Suppression of Tumor Cell Invasiveness and In Vivo Tumor Growth by MicroRNA-874 in Non-Small Cell Lung Cancer
journal contributionposted on 03.01.2014 by Divya Kesanakurti, Dilip Rajasekhar Maddirela, Subramanyam Chittivelu, Jasti S. Rao, Chandramu Chetty
Any type of content formally published in an academic journal, usually following a peer-review process.

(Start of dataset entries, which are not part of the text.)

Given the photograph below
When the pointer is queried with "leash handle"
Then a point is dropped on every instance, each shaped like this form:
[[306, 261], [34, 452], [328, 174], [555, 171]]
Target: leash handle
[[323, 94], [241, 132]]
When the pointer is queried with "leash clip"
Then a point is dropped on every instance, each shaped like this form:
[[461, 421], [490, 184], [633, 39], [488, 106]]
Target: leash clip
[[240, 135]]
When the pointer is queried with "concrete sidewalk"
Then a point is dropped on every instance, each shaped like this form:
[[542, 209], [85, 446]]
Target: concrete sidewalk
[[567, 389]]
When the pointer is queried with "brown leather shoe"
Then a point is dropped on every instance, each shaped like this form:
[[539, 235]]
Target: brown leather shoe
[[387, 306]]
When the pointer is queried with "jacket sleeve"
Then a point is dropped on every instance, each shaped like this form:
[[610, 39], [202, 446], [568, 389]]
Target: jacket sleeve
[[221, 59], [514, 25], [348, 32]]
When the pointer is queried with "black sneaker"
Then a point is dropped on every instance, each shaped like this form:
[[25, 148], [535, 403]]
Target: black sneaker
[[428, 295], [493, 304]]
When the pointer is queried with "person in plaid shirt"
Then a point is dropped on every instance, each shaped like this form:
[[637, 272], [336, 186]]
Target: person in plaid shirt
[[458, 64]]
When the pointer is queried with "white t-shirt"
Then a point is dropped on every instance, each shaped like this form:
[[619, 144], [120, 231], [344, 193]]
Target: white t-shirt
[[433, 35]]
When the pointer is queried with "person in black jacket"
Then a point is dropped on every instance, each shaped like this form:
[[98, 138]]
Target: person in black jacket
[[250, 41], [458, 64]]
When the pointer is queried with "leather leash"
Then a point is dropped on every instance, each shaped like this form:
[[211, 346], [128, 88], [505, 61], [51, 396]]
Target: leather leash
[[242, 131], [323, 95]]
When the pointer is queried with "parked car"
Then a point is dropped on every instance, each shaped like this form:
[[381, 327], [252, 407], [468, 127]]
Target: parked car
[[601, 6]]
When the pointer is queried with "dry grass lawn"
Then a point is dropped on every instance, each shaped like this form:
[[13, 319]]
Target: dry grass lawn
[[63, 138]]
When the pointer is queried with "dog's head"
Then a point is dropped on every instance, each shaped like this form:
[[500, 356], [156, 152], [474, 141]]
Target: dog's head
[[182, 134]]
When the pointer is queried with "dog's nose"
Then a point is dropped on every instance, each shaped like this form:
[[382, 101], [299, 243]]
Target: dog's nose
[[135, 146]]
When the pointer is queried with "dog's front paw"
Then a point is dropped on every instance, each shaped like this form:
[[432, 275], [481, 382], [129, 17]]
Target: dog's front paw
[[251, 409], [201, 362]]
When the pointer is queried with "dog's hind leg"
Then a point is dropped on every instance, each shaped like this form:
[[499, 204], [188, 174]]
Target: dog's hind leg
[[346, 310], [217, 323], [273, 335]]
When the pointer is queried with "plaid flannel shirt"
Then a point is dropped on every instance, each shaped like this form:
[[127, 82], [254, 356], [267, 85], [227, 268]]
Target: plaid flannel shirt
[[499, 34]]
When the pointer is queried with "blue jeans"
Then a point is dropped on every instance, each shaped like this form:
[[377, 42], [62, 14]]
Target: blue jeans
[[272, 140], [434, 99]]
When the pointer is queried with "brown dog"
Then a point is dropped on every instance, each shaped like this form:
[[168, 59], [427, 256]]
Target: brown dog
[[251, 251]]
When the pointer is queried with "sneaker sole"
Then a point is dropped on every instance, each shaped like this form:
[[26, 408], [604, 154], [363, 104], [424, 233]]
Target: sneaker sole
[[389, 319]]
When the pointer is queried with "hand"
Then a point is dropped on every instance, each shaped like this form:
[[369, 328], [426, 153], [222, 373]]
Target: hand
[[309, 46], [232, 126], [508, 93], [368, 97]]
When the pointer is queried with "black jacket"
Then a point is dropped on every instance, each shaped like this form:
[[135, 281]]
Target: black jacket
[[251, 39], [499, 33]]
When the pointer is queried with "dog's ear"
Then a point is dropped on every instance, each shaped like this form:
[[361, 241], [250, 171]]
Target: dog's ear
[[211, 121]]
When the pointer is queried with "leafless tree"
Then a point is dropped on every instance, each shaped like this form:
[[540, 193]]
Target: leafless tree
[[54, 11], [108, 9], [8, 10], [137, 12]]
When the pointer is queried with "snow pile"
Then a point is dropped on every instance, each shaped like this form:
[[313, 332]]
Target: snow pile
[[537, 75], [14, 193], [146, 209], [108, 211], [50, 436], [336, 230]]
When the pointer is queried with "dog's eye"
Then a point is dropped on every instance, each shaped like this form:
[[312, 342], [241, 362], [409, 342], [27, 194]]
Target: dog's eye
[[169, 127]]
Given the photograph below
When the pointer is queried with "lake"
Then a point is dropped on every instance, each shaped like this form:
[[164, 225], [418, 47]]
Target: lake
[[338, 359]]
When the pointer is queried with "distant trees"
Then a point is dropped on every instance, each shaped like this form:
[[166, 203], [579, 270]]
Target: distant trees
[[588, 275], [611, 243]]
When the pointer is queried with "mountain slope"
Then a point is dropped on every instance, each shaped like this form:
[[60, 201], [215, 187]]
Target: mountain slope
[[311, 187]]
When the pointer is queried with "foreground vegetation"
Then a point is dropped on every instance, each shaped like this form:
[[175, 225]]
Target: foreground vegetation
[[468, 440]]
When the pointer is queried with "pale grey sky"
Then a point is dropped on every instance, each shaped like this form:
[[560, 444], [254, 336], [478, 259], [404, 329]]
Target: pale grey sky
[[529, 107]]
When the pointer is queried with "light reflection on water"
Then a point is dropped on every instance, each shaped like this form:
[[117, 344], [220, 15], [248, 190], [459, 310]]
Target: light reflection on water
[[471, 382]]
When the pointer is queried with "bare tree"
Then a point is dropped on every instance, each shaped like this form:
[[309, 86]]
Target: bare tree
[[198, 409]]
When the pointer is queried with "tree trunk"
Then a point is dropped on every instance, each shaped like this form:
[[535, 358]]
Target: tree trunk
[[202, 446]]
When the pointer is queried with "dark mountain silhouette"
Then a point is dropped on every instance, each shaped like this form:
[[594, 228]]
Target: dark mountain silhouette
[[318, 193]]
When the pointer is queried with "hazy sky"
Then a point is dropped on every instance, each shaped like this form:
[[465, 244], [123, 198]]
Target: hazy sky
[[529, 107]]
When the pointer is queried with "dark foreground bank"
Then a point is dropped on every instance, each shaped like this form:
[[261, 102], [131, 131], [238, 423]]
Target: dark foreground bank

MicroRNAs are a novel family of small non-coding RNAs that regulate the expression of several genes involved in normal development as well as human disorders including cancer. Here we show that miR-874 plays a tumor suppressor role in non-small cell lung cancer (NSCLC) in vitro and in vivo. In silico target prediction analysis revealed numerous genes associated with tumor progression including MMP-2 and uPA as the putative target genes of miR-874. Our preliminary in situ hybridization experiments demonstrated the diminution of miR-874 expression in lung cancer tissues compared to their normal counter parts. Overexpression of miR-874 in CD133-positive cancer stem cell (CSC) population led to a significant loss in CSC-phenotype and enhanced sphere de-differentiation into epithelial-like cells. Restoration of miR-874 expression drastically reduced cell invading ability in comparison to mock and control-miR-treated cells by suppressing the protein levels of MMP-2 and uPA. In in vivo experiments, miR-874 treatment decreased orthotopic tumor growth in nude mice compared to mock and control-miR treatments. Further, the immunoreactivity of human anti-MMP-2 and anti-uPA was significantly reduced in tumor sections from mice that received miR-874 treatment. In conclusion, our study highlights the possible tumor suppressor role of miR-874 in NSCLC-initiating cells and suggests miR-874 as a potential target in the treatment of NSCLC.